This week I came across a quote by Madeleine L’Engle, author of the well-known children’s classic, A Wrinkle in Time (among other books). In Walking on Water, L’Engle reflects on the intersection of faith and art and writes these words:
There is nothing so secular that it cannot be sacred, and that is one of the deepest messages of the Incarnation.
What she means is that there is nothing in this world that cannot give evidence to the incarnation of Jesus Christ. A baby, a family living their daily life, a donkey, a simple feeding trough – each of these ordinary, everyday objects were present when God entered his own creation. Each of these earthly things then, became sacred, because they played a role in the working out of salvation; in witnessing and making known the savior who had come down.
And, as Madeleine L’Engle reminds us, simple objects and activities can today still be vehicles for conveying incarnation truths. As she writes:
…to paint a picture or to write a story or to compose a song is an incarnational activity. The artist is a servant who is willing to be a birthgiver. In a very real sense the artist (male or female) should be like Mary who, when the angel told her that she was to bear the Messiah, was obedient to the command.

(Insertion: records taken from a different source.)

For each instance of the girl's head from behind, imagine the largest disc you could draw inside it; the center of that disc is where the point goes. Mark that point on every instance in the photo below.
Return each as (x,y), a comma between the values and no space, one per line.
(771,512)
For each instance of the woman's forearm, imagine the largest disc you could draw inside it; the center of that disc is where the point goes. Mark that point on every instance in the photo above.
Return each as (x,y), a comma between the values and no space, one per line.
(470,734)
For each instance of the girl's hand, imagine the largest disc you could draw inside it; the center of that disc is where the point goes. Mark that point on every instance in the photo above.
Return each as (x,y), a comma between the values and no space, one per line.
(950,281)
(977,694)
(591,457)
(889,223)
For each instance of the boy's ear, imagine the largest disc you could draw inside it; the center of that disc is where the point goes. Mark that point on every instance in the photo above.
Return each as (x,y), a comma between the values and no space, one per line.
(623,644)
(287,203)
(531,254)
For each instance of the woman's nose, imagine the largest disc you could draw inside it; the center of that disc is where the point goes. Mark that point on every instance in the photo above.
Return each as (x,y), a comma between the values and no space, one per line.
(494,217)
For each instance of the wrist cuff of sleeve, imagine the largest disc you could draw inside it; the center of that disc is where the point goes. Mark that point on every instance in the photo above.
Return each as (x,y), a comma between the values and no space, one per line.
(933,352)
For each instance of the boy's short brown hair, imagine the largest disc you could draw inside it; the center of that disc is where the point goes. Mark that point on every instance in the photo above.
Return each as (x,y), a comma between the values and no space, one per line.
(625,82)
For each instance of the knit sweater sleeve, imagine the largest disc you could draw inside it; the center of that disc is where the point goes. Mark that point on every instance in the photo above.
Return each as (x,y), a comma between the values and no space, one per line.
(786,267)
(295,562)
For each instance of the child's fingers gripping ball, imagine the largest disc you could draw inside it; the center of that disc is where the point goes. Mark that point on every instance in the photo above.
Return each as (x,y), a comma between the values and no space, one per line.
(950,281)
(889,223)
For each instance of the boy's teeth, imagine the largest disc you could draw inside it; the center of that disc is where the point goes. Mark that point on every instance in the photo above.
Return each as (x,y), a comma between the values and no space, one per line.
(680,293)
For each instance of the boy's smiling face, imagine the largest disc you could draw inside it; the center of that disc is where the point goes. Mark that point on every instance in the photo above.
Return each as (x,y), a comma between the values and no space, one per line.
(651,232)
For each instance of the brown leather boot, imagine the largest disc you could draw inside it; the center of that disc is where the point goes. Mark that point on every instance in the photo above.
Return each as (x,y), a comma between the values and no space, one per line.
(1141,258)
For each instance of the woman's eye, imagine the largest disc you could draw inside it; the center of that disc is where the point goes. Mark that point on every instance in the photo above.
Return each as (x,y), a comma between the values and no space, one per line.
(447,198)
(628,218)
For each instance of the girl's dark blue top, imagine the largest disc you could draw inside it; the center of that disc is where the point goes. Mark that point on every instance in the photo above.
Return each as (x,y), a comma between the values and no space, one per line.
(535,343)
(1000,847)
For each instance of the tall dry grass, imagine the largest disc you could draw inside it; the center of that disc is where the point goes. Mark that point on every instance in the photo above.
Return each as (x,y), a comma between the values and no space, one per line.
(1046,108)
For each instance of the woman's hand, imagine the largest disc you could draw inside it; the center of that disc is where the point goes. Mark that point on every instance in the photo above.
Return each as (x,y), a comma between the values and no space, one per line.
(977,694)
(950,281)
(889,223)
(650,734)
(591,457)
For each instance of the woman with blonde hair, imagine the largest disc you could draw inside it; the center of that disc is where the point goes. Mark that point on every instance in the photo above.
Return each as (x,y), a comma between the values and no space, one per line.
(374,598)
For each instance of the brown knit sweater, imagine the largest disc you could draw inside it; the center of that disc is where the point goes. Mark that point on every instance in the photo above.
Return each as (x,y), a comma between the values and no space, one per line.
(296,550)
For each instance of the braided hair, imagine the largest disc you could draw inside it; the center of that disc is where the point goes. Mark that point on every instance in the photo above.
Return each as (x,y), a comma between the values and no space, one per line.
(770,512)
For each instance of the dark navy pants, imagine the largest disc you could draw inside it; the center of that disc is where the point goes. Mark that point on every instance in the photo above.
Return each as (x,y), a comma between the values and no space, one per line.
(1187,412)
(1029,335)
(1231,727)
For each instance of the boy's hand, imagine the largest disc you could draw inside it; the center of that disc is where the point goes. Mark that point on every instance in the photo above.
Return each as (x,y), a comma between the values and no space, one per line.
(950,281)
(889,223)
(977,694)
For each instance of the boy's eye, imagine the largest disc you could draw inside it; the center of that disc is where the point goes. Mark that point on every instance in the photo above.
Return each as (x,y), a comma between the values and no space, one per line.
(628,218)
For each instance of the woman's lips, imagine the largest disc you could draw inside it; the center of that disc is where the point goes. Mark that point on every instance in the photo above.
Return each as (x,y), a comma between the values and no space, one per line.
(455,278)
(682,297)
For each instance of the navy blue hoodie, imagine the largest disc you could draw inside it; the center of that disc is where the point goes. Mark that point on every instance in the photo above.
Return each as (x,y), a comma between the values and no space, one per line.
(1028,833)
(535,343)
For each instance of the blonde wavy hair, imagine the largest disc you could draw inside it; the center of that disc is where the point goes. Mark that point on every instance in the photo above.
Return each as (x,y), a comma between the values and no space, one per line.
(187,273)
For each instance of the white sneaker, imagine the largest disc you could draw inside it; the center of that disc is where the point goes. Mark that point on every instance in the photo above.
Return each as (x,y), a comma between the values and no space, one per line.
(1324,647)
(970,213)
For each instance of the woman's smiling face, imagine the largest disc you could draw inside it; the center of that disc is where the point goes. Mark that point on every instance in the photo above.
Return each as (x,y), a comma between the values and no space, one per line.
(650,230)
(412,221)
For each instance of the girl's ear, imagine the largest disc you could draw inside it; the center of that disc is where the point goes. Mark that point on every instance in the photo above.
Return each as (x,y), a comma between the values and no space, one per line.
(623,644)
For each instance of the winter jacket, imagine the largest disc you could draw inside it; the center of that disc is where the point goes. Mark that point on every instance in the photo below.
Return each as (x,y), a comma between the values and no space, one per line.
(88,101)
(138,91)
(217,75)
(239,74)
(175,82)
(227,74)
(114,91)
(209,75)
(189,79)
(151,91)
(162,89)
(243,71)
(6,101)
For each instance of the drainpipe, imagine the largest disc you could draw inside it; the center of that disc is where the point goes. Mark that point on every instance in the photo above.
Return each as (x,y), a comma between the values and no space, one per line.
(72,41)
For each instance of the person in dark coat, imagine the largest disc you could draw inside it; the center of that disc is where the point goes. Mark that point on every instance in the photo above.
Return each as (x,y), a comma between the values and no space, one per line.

Stories, no matter how simple, can be vehicles of truth; can be, in fact, icons. It’s no coincidence that Jesus taught almost entirely by telling stories, simple stories dealing with the stuff of life familiar to the Jews of his day. Stories are able to help us to become more whole, to become Named. And Naming is one of the impulses behind all art; to give a name to the cosmos we see despite all the chaos.
If we are willing to look, we will find evidence of the incarnation everywhere. A meal reminds of God’s provision, and of Jesus’ feeding thousands. A glass of water refreshes, and fills us with the knowledge of the One who gives water that we may never thirst again. And art, especially art, whether music, book, or painting, reveal to us a God who is the author of creativity, beauty, and intentionality – allowing us to be like God in our own endeavors to create.
Whether artist or observer, creator or lover of creation, we can find evidence of incarnation in many places, and echoes of a baby’s birth, who changed the world forever.